A project to remove an “eyesore” from the Cromarty Firth has stalled, having been plagued by business disputes and a flurry of health and safety orders.
But Nerida, the company in charge of the Hutton project, has said it is confident of finally getting back on track despite the tribulations.
Work got underway last year to remove the 20,000-tonne Hutton structure – a hull and six legs known, also known as a tension leg platform (TLP) – which had been deserted in the channel in 2009.
After changing hands several times, it was finally acquired by freight specialist Nerida and Messiah Decommissioning, who vowed to complete its dismantling at the Queen’s Dock site at the Port of Cromarty Firth.
Beginning in May 2021, the operation was expected to last 12 months and had the backing of stakeholders including the Scottish Environmental Protection Agency (SEPA), the then-Oil and Gas Authority and the port management.
However, more than a year on, the project remains unfinished, having been stalled by a contractual dispute, the departure of contractors and a series of health and safety orders.
Chief amongst these developments is the loss of venture partner Messiah which, according to Nerida managing director John Townley, left the project following an unspecified “contractual dispute” between the two firms, leaving Nerida with sole control of the asset.

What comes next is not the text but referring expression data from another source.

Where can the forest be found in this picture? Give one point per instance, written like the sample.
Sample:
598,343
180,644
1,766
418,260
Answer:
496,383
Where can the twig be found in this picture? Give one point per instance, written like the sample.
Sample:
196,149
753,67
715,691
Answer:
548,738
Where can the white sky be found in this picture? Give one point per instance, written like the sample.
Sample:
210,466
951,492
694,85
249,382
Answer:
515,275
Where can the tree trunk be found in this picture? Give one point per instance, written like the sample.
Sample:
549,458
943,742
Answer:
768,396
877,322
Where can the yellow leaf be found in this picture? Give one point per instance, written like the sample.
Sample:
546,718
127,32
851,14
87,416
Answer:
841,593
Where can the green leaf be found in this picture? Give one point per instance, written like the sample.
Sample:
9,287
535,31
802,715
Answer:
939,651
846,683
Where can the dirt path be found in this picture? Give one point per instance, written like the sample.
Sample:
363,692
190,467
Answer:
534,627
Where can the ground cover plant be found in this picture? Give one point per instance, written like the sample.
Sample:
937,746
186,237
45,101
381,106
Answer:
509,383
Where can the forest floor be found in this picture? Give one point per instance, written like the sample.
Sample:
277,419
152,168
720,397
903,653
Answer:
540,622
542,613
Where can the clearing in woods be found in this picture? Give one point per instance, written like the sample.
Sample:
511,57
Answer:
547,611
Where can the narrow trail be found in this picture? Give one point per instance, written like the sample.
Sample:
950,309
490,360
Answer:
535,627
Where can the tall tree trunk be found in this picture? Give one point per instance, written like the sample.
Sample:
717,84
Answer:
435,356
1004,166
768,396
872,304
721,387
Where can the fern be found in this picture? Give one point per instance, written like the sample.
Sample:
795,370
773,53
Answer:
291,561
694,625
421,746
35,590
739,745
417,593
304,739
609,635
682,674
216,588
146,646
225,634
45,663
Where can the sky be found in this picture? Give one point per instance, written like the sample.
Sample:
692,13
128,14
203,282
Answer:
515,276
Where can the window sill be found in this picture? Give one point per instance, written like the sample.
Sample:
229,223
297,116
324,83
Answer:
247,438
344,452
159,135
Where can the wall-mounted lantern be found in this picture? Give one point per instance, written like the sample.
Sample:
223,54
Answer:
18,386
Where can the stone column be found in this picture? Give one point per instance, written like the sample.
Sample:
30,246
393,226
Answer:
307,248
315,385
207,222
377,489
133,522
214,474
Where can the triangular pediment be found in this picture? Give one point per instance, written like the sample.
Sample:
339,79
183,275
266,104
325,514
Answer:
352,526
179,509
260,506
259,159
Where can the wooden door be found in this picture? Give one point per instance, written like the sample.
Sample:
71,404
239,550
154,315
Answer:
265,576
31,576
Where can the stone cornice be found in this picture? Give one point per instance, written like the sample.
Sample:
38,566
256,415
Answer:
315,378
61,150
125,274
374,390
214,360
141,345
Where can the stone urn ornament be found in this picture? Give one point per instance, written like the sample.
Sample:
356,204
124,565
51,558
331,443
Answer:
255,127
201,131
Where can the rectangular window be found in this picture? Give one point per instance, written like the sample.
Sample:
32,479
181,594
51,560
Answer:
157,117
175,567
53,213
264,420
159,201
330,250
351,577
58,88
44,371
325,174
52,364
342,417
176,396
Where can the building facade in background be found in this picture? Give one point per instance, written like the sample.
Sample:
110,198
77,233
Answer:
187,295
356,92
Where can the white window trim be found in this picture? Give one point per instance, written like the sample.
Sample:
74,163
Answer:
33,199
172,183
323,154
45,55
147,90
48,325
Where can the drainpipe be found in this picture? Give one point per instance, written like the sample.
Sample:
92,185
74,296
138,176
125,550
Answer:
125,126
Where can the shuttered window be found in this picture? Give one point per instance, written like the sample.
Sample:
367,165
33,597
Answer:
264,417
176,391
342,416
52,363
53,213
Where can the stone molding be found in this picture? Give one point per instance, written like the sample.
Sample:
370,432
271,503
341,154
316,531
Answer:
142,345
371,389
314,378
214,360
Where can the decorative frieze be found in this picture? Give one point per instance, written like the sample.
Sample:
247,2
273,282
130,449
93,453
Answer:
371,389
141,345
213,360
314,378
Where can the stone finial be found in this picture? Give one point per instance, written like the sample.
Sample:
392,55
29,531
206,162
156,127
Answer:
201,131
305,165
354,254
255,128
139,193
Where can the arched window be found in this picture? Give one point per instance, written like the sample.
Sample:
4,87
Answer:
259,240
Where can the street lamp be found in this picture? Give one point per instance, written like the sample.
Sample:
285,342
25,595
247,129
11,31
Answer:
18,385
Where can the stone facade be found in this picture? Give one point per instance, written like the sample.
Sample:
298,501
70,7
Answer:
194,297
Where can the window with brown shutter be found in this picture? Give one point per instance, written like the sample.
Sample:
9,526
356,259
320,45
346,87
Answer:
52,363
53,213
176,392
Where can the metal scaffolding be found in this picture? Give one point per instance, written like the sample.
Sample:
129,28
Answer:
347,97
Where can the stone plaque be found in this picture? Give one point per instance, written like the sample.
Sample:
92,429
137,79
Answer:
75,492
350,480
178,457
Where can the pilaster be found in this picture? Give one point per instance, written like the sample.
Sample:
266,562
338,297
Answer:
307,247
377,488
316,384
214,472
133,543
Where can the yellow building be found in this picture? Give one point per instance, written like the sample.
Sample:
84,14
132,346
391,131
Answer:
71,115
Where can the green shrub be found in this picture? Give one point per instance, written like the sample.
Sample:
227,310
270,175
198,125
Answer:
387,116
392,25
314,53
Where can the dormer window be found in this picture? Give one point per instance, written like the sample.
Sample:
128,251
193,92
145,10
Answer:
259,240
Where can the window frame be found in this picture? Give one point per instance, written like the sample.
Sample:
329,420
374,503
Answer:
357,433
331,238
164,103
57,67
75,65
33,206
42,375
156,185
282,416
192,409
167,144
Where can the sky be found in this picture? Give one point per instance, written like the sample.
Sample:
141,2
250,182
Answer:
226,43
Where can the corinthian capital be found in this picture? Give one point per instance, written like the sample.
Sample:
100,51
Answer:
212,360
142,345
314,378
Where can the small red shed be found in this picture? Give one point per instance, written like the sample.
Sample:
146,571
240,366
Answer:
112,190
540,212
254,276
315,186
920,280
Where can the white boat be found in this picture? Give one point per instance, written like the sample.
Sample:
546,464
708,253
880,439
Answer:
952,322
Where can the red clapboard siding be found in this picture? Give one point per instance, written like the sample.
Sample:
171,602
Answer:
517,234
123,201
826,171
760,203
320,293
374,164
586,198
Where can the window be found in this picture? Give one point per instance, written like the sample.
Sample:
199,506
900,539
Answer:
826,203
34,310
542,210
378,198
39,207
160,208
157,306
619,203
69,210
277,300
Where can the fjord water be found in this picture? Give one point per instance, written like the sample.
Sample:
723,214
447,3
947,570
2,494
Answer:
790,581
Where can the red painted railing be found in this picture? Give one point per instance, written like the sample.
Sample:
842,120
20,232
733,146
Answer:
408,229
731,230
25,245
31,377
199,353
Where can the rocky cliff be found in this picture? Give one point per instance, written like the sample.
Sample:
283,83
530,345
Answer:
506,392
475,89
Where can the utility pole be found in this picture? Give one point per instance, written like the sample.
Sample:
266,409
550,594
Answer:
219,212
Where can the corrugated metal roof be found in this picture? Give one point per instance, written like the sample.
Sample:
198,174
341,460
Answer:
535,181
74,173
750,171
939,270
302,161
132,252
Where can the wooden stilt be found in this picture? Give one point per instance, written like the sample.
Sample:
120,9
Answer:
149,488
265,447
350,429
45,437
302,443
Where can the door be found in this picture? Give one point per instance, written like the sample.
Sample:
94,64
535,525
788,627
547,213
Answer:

This was confirmed by Messiah chief executive Tony O’Sullivan, who said his company had removed several thousand tonnes of scrap from the site in December, before handing the hull back to Nerida in early January.
Messiah no longer has any involvement in the project.
Mr Townley said Nerida had then appointed an unnamed subcontractor to carry out the work, only to have work stopped by the Health and Safety Executive (HSE) – an intervention he suggested was related to the competence of the newly appointed firm.
“We had a big problem in that I got certain people to come in to do the job, which I believed they were capable of doing, but the HSE came down and shut us down,” he explained. “So at that point in time, I had to change the team.”
HSE inspectors issued the site with five notices in late April 2022, two of which called for an immediate stoppage of work.
HSE prohibition notices show that Nerida and its contractors “failed to ensure that the demolition process for the Hutton platform take into account structural issues prior to cutting and detaching elements leading to instability of the structure.”
A second order said they had “failed to ensure that effective planning, management and monitoring are in place on site,” that activities were “poorly controlled” and that risks including “falls from height, structure stability, drowning and fire” were not adequately controlled.
Improvement orders were also issued for insufficient fire risk assessments, failure to assess the risks from fumes generated during the steel burning process and an assessment that contractors had “failed to ensure that persons working [on] site have the skills, knowledge and experience to fulfill the roles they have been appointed to undertake.”
The HSE confirmed that the temporary shutdown of the site in April was as a result of its enforcement action.
A spokesperson added: “HSE has been involved with a pro-active intervention with the owner of the Hutton Hull for over 12 months as part of a wider strategy to engage with the emerging sector of decommissioning and dismantling offshore structures.”
It pointed to a guidance document outlining how it oversees interventions in decommissioning operations.
‘It should’ve been demolished now’
Following co-operation with the HSE, work at the Hutton resumed in late May, with Nerida taking sole oversight of the operation.
Speaking with Energy Voice in early June, Mr Townley acknowledged the process had not gone as planned.
“This has been a difficult process for us and for everybody, and it’s not gone well.
“It should’ve been demolished now, it should be a few bits and pieces left floating,” he said.
“What I’ve learned from it is that you can’t do this half-cocked, you’ve got to bring the right people in.”
However, he is confident the job will be completed “by the end of the year”.
Around 16 people are currently working on the project, not including external consultants, he said.
As of the time of writing, the fourth of the TLP’s six legs is about to be demolished, leaving three legs and the 95 square metre substructure.
Once all remaining towers are dismantled, Mr Townley said attention would turn to the floating pontoons, which the team plans to cut into sections that could be lifted onto the quayside for break up.
Despite the considerable setbacks, Mr Townley also remained optimistic about the wider potential of the decommissioning sector.
“It’s a very interesting project and worthwhile being involved in. The key issue is being able to make it financially worthwhile,” he said.
“We’re not a big company, it’s a fairly small operation… this is a new thing we’ve taken on – out of necessity – but the further we go along I can see more opportunities in the area.”
The Port of Cromarty Firth declined to comment on the project.